We are nearing the end of the concert season and the end of the school year. For many of us, this is the time of year to review our expense budget for the past year and make plans for next year. In looking back over our accomplishments here at the Nashville Symphony over the past year — and the considerable investment of time and resources required to accomplish them — one recent incident has me concerned about how effectively we can continue to serve the community with free programming offered at no cost to students, teachers and schools.
Here’s what happened: earlier this year, a local school that registered over 500 students to attend one of our free education programs canceled their registration three days before the scheduled event. By this point, we had turned away many other schools who had attempted to register their own students — but because this school did not cancel its registration until the last minute, there was no way for the Nashville Symphony to accommodate other schools who might have been able to use these open seats. Metro Nashville Public Schools requires teachers to submit all field trip paperwork at least 30 days before the date of the field trip.
This situation is not an isolated incident and in fact occurs with disappointing regularity. Due to the fact that all Nashville Symphony Education & Community Engagement programming is free, it is not unusual for schools and homeschool families to cancel their registration at the last minute, or not to show up at all, without any prior notice. During the 2013-14 season, over 2,425 students did not attend Young People’s Concerts they registered for, and during 2014-15 the number was at least 2,383 students.
Since our programs are presented free of charge, there is no consequence to the party that cancels — these consequences are borne by those who could have attended, but were prohibited from making a reservation because all available seats had been reserved.
This has gotten me thinking: Should the Nashville Symphony begin charging for its education & community engagement programming? These programs require a tremendous amount of time and money to produce. Ticket prices and other fees, while not covering all of these costs, would help to defray some of those expenditures.

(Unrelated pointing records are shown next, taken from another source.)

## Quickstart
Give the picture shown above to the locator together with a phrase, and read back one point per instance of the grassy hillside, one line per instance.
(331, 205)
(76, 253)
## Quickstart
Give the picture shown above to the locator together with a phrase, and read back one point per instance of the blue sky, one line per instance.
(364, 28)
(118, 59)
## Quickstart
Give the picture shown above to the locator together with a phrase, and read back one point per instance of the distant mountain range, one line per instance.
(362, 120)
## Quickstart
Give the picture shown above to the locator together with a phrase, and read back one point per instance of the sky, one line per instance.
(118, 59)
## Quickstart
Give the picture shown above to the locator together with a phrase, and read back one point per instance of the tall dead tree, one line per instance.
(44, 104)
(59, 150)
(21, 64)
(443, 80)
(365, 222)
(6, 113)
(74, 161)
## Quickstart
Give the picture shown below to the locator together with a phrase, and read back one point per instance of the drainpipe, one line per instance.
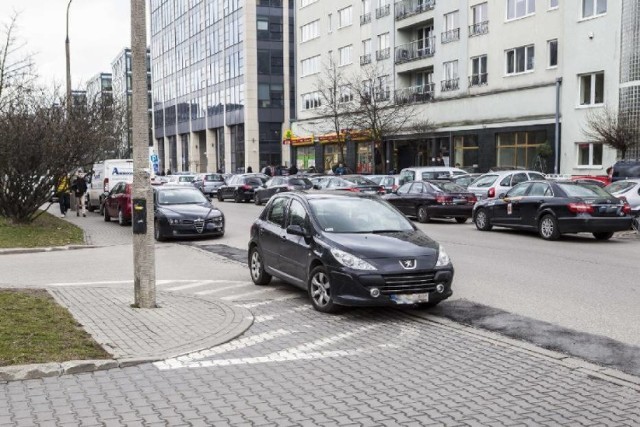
(556, 166)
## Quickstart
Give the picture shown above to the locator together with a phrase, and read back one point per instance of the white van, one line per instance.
(423, 173)
(104, 176)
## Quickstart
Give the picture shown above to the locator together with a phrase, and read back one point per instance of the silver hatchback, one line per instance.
(493, 184)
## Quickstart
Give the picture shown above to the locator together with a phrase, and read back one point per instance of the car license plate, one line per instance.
(410, 298)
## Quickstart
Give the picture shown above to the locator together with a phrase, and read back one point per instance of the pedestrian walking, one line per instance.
(62, 190)
(79, 188)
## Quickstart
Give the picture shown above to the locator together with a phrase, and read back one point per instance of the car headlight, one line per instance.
(443, 258)
(351, 261)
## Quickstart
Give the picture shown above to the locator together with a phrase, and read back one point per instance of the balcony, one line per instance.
(383, 54)
(478, 80)
(415, 94)
(450, 85)
(417, 49)
(450, 36)
(383, 11)
(407, 8)
(479, 29)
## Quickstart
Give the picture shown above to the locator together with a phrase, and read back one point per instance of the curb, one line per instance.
(13, 251)
(590, 369)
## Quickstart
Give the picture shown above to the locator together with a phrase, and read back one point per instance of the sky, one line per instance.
(98, 31)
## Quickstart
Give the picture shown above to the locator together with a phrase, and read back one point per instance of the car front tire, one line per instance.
(256, 268)
(548, 228)
(482, 221)
(320, 291)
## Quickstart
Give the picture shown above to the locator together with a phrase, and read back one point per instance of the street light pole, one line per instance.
(66, 43)
(144, 265)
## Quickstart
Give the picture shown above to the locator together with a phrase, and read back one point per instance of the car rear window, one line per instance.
(575, 190)
(619, 186)
(484, 181)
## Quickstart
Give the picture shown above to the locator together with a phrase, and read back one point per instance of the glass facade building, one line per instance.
(219, 98)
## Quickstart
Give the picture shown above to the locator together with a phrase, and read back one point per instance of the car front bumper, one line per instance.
(356, 288)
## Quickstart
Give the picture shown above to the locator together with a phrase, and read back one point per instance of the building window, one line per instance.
(311, 101)
(480, 23)
(592, 89)
(520, 59)
(310, 31)
(344, 54)
(593, 8)
(450, 72)
(451, 28)
(520, 8)
(552, 47)
(310, 66)
(345, 17)
(589, 154)
(478, 71)
(518, 149)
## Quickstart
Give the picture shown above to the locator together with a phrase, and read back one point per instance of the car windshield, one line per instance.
(574, 190)
(619, 186)
(484, 181)
(213, 178)
(359, 180)
(448, 187)
(357, 215)
(180, 197)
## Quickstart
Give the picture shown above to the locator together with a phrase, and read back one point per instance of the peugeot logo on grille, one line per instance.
(408, 264)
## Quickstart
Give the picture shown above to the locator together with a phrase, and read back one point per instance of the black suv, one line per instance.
(625, 169)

For instance, the Nashville Symphony’s Young People’s Concerts, which are projected to reach over 20,000 students annually, each cost tens of thousands of dollars to produce. They are scheduled a year ahead of time, and many months before their scheduled performances I meet with the conductor and artistic staff to determine the program, which is especially tailored to meet the grade levels of the students attending. For some programs, the symphony collaborates with community partners to develop special opportunities — for instance, for the last three seasons, we collaborated with the classical dance program at Nashville School of the Arts to create special ballet programs for third- and fourth-graders.
Once each program is determined, Education staffers begin to work on a script for each show, and each summer we work with interns to develop extensive curriculum packets, which include lesson plans for participating teachers to use in their classrooms. All of these curriculum packets are published and distributed for free.
Each of these Young People’s Concerts involves many expenses, including :
- coordination and administration of registration for up to 3,000 students per event
- closing off streets for school bus parking
- production staff
- education staff
- transportation for Title I schools, which is underwritten by the Nashville Symphony
Our Young People’s Concerts are only one of more than two dozen education and community engagement programs at the Nashville Symphony, all of which are free. (Click here for an overview.)
To Charge or Not to Charge?
All Nashville Symphony education programs cost money to produce. These expenditures are ultimately paid for by generous donors, foundations and government funders such as the Metro Nashville Arts Commission and Tennessee Arts Commission. We feel accountable to these funders, because they have invested in our institution based on the fundamental principal that we are committed to serving our community.
But how can we serve our community effectively if the students we strive to reach aren’t given the opportunity to participate in our programming? This has led some observers to argue that schools and community organizations ought to pay something for services like education programming so that they understand there is actual cost and value involved — in other words, they need to have some skin in the game.
The dilemma the Nashville Symphony faces is that if we charge for our programming, the students who would stand to benefit the most — because there is no other way they could access this programming — will be the ones who are least likely to be able to participate.
Already, however, trends are indicating that free access to arts education is an endangered species — and all but extinct in Nashville. Currently, the Nashville Symphony is the only major performing arts nonprofit in town that offers all of its educational programming to children for free. Although some of the other institutions in town do provide the opportunity to apply for financial assistance (especially for Title I schools), all of them charge for educational programming. That leaves the Nashville Symphony as the last bastion of free performing arts education programming in our community, but if this programming is not valued and cared for by our community, it is just a matter of time before this too goes away.